Présidé par le juge Duncan Gaswaga, le Board of Inquiry a été créé le 31 décembre 2025 par le chef de l’État, en tant que Commandant en chef des Forces de défense. Il est composé de trois membres : Nissa Thomson, Justin Dogley et Edward Annacoura.
La cérémonie de prestation de serment s’est déroulée en présence du vice-président Sebastien Pillay, des responsables de la State House et de plusieurs journalistes.

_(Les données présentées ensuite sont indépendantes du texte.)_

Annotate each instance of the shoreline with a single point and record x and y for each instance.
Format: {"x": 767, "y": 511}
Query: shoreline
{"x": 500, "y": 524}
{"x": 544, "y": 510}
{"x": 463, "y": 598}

Les membres de la commission ont signé les documents officiels avant de prendre leurs fonctions.
Une enquête au cœur de l’affaire Black Iron
La commission a pour mission de faire la lumière sur l’importation d’armes et de munitions non enregistrées, d’identifier les personnes impliquées dans leur acquisition, et de vérifier les lieux de stockage, y compris ceux non déclarés. Elle devra également établir si des mercenaires ou anciens militaires étrangers ont participé à l’« Opération Black Iron », et déterminer qui a supervisé leurs activités.
Cette enquête s’inscrit dans le cadre d’une vaste opération anticorruption, notamment liée à un prêt de 50 millions de dollars accordé par les Émirats arabes unis en 2002. L’homme d’affaires Mukesh Valabhji et son épouse ont été arrêtés pour détournement de fonds, blanchiment d’argent et corruption. Les investigations ont révélé la possession illégale d’armes, ce qui a conduit à la création de cette commission d’enquête.
La commission devra aussi déterminer si des contractants militaires privés ont exercé des pouvoirs d’arrestation, de perquisition ou de saisie, et examiner tout élément pertinent. Elle devra remettre un rapport final au président Herminie au plus tard le 30 juin 2026.
Amnistie et cadre légal
Le président Herminie a rappelé que toute activité illégale liée aux armes est strictement interdite par la loi. Il a précisé que la commission dépend de l’Office du Procureur Général et non de l’Anti-Corruption Commission of Seychelles (ACCS).
Pour faciliter la récupération des armes, le président a annoncé une amnistie permettant aux détenteurs illégaux de les restituer sans être poursuivis. Les lois seychelloises prévoient en effet jusqu’à 15 ans de prison et une amende pouvant atteindre un million de roupies pour détention illégale d’armes, conformément au Firearms and Ammunition Act (1973) et au Bill No. 29 de 2021.